Although San Antonio’s Aldo Fabian Ramos and Brownsville’s Cande Aguilar have each contributed more typical gestural abstractions to Borderwavve, their more interesting works are also those that lie outside the realm of Abstract Expressionist conventions. In fact, both artists achieve their finest moments when exploring personal symbols and metaphors. Constructed mostly from triangles, the central emblematic image in Ramos’s Geo (2012) resembles a precious stone, which for the artist represents a sacred heart—an expression of eternal love that he has connected to a celestial blue universe using a system of expansive lines. From a purely aesthetic standpoint, the image seems filled with energy that could propel it forward into the viewer’s space. In Ramos’ small triptych Almas (Souls) (2014), the animated movements of geometric patterns and linear matrices allude to interconnectivity and the invisible matter that makes up the human spirit.

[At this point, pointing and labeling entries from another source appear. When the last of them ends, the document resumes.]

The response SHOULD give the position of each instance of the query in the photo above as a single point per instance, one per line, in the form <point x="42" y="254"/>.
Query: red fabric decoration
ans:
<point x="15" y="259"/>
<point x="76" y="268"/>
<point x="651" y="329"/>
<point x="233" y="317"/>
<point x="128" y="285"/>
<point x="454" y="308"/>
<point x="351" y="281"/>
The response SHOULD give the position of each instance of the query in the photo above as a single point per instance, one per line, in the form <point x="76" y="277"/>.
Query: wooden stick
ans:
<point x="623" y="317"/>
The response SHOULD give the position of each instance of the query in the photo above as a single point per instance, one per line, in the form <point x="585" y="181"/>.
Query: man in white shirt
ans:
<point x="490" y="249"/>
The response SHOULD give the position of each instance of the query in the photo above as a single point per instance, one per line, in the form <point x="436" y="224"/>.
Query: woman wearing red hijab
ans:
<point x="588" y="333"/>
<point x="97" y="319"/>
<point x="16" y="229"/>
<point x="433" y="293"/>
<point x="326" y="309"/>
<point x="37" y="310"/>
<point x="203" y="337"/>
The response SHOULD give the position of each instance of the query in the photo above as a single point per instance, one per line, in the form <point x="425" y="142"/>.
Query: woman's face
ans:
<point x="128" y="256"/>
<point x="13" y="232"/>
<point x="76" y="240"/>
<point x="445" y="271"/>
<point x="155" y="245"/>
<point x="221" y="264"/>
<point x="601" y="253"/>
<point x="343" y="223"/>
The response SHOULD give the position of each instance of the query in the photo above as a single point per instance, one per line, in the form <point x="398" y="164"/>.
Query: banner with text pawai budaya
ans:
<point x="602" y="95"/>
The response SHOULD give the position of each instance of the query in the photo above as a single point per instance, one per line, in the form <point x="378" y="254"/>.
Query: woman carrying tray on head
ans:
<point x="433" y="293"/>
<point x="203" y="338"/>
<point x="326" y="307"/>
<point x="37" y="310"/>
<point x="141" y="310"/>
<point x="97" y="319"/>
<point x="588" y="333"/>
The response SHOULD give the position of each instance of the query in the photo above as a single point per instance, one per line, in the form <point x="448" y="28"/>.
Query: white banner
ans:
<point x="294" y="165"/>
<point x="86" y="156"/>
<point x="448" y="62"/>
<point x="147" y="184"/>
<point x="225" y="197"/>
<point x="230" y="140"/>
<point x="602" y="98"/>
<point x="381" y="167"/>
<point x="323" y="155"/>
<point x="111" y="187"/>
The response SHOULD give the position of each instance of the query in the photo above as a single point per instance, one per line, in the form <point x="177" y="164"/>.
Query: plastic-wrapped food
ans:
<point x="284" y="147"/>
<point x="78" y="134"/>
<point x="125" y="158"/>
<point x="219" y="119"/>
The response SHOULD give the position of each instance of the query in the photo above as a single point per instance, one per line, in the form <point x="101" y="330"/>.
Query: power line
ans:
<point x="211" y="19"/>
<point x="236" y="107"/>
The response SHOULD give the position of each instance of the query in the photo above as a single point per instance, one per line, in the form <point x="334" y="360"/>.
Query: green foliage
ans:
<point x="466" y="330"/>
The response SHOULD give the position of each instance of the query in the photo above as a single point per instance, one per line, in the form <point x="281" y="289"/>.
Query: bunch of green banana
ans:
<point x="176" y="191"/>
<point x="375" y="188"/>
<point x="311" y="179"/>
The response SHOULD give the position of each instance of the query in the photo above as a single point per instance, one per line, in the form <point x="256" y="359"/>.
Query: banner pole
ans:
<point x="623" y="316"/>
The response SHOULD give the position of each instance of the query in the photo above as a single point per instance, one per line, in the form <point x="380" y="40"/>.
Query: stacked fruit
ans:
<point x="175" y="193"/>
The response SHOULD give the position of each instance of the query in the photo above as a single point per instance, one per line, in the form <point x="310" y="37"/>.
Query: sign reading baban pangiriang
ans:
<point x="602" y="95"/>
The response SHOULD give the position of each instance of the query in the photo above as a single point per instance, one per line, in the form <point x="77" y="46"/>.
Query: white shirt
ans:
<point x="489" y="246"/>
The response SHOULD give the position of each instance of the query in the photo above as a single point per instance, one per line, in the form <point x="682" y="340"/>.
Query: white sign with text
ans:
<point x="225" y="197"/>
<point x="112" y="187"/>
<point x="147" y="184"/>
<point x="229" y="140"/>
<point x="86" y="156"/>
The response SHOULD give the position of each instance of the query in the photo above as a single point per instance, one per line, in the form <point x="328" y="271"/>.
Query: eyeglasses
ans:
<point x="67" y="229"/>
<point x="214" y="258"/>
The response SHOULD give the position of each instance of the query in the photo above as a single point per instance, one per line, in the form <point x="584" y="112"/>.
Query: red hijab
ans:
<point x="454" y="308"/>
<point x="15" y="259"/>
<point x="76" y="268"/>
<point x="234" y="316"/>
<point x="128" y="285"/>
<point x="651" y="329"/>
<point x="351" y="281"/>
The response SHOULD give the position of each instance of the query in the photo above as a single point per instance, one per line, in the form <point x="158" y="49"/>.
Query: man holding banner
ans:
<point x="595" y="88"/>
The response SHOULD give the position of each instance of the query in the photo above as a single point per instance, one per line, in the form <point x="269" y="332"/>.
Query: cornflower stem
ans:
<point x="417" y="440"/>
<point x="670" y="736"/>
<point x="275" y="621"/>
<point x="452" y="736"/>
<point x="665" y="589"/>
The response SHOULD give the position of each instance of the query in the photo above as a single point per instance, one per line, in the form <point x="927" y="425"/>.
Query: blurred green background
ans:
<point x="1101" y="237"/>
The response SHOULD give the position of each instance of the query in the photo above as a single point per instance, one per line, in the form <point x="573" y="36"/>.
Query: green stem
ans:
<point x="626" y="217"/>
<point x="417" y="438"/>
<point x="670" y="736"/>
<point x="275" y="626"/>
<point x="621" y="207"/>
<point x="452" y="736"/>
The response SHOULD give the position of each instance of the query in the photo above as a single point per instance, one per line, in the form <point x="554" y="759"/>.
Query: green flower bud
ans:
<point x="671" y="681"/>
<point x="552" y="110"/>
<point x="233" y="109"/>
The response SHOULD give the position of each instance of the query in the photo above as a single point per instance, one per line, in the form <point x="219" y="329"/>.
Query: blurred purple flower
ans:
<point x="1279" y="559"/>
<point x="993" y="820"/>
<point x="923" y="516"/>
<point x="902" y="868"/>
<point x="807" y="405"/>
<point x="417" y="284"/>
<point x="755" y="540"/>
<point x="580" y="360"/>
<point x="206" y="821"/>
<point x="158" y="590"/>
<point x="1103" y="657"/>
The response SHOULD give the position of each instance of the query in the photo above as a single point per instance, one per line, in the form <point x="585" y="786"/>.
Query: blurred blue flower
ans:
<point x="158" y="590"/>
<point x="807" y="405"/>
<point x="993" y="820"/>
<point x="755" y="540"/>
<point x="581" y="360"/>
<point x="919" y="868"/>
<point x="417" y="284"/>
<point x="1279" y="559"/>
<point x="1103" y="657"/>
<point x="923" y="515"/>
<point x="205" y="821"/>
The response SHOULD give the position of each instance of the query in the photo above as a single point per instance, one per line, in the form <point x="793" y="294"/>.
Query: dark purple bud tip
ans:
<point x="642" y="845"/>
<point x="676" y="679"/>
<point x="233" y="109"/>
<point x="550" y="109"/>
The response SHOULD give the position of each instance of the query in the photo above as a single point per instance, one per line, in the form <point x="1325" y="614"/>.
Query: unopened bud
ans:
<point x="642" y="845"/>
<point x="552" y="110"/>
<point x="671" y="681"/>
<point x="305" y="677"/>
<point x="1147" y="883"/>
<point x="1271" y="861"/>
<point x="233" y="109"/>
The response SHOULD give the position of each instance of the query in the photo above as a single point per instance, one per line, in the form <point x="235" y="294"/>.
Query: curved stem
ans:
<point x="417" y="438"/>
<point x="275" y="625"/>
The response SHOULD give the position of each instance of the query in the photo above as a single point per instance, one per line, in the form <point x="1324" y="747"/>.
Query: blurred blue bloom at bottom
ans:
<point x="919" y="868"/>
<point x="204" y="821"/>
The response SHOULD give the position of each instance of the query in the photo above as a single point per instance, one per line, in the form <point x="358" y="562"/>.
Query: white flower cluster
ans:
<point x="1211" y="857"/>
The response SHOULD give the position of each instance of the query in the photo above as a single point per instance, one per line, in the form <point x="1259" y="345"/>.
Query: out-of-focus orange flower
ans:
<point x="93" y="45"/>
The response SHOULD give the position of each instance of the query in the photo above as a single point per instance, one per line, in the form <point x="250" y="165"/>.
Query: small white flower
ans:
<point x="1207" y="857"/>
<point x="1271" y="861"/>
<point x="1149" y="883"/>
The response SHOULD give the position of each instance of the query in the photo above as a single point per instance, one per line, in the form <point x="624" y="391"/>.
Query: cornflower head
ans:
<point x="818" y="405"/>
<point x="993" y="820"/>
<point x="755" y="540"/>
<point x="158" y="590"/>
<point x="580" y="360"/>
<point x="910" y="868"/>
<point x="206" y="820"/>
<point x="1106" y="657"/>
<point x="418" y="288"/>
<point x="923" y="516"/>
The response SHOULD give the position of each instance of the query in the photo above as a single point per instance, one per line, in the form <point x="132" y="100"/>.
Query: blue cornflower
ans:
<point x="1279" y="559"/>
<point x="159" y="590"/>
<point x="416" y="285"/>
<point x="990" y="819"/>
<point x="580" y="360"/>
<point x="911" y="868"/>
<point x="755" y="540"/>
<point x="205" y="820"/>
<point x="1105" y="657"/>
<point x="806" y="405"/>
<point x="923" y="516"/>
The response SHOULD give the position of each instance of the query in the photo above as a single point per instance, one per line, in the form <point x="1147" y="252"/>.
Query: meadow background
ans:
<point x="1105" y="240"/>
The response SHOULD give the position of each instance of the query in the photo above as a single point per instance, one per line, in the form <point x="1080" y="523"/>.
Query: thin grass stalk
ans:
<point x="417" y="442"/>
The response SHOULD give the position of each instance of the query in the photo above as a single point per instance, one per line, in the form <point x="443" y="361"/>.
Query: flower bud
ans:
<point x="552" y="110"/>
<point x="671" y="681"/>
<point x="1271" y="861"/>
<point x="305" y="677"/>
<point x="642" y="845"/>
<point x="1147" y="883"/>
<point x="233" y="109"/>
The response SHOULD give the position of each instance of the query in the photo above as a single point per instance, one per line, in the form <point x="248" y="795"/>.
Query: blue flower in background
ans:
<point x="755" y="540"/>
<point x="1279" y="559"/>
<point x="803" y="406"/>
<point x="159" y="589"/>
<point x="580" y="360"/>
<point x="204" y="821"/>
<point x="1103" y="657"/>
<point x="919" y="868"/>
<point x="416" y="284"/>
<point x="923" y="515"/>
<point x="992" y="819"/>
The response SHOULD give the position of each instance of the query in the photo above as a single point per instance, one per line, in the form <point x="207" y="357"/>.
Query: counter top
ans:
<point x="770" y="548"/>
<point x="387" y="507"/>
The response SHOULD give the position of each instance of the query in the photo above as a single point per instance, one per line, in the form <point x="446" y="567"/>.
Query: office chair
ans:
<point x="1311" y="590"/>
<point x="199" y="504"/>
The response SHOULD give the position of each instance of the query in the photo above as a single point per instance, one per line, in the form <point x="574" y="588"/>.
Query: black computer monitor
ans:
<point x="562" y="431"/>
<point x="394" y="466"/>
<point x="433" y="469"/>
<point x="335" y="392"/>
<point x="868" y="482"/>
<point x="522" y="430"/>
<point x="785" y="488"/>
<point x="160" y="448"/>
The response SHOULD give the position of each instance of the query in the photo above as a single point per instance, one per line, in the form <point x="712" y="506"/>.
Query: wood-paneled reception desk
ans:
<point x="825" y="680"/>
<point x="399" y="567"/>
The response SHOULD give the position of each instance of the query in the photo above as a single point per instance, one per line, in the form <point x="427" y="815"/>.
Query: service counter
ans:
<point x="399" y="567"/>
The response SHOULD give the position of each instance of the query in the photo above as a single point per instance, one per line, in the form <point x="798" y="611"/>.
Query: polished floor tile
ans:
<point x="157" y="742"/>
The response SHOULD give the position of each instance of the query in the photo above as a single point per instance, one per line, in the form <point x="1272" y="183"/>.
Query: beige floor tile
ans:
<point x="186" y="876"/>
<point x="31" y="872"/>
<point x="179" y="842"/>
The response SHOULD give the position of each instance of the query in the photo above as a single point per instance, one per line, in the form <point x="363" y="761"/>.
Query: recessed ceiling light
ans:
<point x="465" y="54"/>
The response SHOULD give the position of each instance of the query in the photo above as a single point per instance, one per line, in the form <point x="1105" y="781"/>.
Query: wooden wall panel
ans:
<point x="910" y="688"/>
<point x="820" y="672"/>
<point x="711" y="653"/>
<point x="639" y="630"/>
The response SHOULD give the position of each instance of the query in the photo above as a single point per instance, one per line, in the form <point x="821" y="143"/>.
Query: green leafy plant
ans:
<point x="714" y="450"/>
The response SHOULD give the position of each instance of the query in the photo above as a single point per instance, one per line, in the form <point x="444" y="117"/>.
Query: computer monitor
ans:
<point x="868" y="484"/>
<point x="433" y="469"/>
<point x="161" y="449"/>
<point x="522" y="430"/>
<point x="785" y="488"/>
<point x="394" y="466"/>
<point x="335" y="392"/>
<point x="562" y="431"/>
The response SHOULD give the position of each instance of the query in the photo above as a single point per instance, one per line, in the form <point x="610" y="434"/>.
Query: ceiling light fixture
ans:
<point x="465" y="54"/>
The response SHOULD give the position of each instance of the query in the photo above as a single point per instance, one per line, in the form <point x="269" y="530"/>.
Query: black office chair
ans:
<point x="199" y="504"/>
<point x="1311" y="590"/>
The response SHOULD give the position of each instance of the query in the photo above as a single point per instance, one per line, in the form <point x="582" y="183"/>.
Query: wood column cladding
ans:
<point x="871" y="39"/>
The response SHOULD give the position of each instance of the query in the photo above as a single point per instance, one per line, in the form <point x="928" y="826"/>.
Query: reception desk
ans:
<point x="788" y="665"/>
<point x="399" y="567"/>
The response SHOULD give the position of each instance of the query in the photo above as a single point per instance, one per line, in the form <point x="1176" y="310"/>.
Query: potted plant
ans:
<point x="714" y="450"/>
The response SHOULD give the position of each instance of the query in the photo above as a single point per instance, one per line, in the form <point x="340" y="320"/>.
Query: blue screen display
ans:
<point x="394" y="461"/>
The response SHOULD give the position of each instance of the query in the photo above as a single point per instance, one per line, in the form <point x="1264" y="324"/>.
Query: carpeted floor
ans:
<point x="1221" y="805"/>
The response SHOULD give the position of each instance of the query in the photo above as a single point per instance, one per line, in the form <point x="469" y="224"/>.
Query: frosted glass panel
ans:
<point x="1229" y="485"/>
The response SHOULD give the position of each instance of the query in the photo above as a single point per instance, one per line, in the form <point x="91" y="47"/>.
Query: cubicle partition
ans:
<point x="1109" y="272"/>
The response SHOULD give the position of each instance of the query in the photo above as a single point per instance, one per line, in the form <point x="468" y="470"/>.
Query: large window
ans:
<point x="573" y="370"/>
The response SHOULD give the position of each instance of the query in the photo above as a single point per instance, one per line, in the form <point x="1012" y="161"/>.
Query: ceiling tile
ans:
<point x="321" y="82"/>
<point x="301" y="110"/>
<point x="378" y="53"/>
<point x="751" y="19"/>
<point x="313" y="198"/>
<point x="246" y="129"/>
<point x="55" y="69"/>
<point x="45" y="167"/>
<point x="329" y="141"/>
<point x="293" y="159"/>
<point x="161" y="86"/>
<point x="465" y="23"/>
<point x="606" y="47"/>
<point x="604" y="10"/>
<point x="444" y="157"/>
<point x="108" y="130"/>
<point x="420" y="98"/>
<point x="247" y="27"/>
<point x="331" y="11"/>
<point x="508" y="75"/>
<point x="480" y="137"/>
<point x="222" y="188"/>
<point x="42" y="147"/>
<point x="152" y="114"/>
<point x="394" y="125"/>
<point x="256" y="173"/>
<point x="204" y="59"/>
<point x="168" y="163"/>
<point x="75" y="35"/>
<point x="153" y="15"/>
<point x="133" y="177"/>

Of the four artists in the exhibition, it’s Cande Aguilar—the only one born in the United States—who’s showing art that immediately brings to mind associations with Mexican culture. This isn’t discerned through his abstract paintings, but rather in his found-object assemblages from a series that he calls ‘barrioPOP.’ In Confetti in a Bag (2016) and a recent untitled work, Aguilar uses confetti and balloons, materials commonly associated with fiestas, to express his feelings of fear and disgust over Trump’s rhetorical assault on Mexican Americans. Bagging the confetti refers to oppression, by containing the happiness and freedoms that are inherent to acts of celebration. Attaching deflated balloons to a paper gun target conveys the emotional exasperation felt by Aguilar over Trump’s alliances with the NRA and its gun-toting followers.
The exhibition continues at Presa House Gallery through December 23.